Fabularny koncept całego filmu Substancja online jest naprawdę intrygujący i doskonale rozwinięty. Co jest kluczem do jego zrozumienia? Tytułowa substancja pozwala na rozdwojenie osobowości i stworzenie drugiej, lepszej wersji siebie: młodszej i atrakcyjniejszej. W filmie nową wersją głównej bohaterki, Elisabeth, staje się czarująca Sue (w tej roli Margaret Qualley). Pomysł brzmi świetnie, ale pojawia się kilka poważnych problemów.
Spis treści
Najważniejszy z nich dotyczy tego, że obie postacie są jednym organizmem. Ta zasada prowadzi do poważnych, wzajemnych komplikacji. Kolejnym wyzwaniem jest konieczność cotygodniowych zmian: co siedem dni jeden organizm przechodzi w stan spoczynku, podłączony do kroplówki, podczas gdy drugi korzysta z życia, cokolwiek by ono nie przynosiło.
Substancja cały film online może służyć jako refleksja nad starzeniem się, przemijaniem, pokoleniowymi zmianami i bezwzględnością branży rozrywkowej. Ale przede wszystkim jest to szalony body horror, który nie uznaje estetycznych kompromisów. Skupia się na krwawych i fizycznych transformacjach, precyzyjnie oddając ból, jaki towarzyszy odpadającym paznokciom czy przekłuwaniu skóry podczas szycia szwów.

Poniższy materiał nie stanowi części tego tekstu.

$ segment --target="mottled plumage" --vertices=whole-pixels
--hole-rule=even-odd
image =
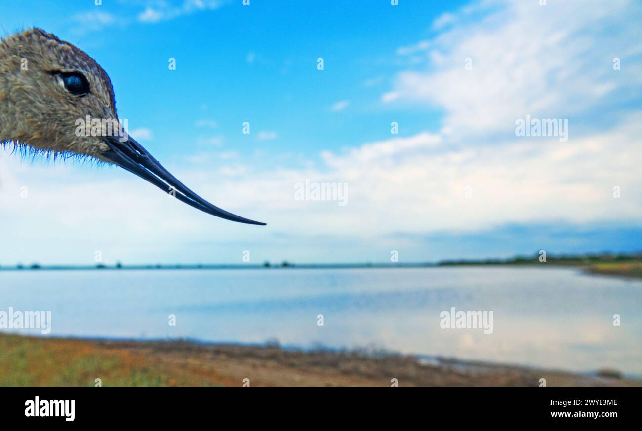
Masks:
[[[78,121],[85,119],[99,121],[98,133],[79,133]],[[88,156],[112,163],[201,211],[232,221],[265,224],[200,197],[132,137],[122,133],[117,121],[109,76],[84,52],[39,28],[2,40],[0,143],[13,143],[31,154]]]
[[[78,97],[66,92],[61,72],[82,71],[92,91]],[[102,67],[73,45],[38,28],[0,44],[0,142],[100,158],[108,148],[103,137],[78,137],[76,121],[117,119],[112,83]]]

To tylko najbardziej oczywiste przykłady. Na przeciwnym biegunie mamy cielesne ewolucje przypominające krwawe narodziny obcych z serii o ksenomorfach. Substancja cały film oferuje szeroki wachlarz emocji i doznań. „The Substance” osiąga szczyty w pierwszych dwóch aktach, kiedy symbioza między Elisabeth a Sue zamienia się w zazdrość.
Pojawiające się niewielkie pęknięcia w umówionym planie działania oraz transformacja wspólnych interesów w niemożliwy do pogodzenia konflikt potrzeb. Gdzie zazdrość i dążenie do rewanżu stają się dominującymi emocjami. Taki rozwój wydarzeń nieuchronnie prowadzi zatem do krwawego finału i ostrej gatunkowej wolty. Balansującej więc na granicy bezwstydnej brawury, pastiszu i gore’owej inscenizacji.
Taki luźny kontekst sprawia, że trudno jest nie zgodzić się z krytyką, która sugeruje, że dla kobiecych postaci wygląd staje się sprawą najważniejszą, a nawet jedyną. Główna bohaterka marzy o „Sylwestrze Marzeń”, który miałby dorównać największym popisom Jacka Kurskiego – co może wydawać się nieco banalne. Chociaż to nie powinno umniejszać przyjemności płynącej z seansu i gatunkowej wolty, na poziomie treści cały film Substancja nie jest do końca przemyślany.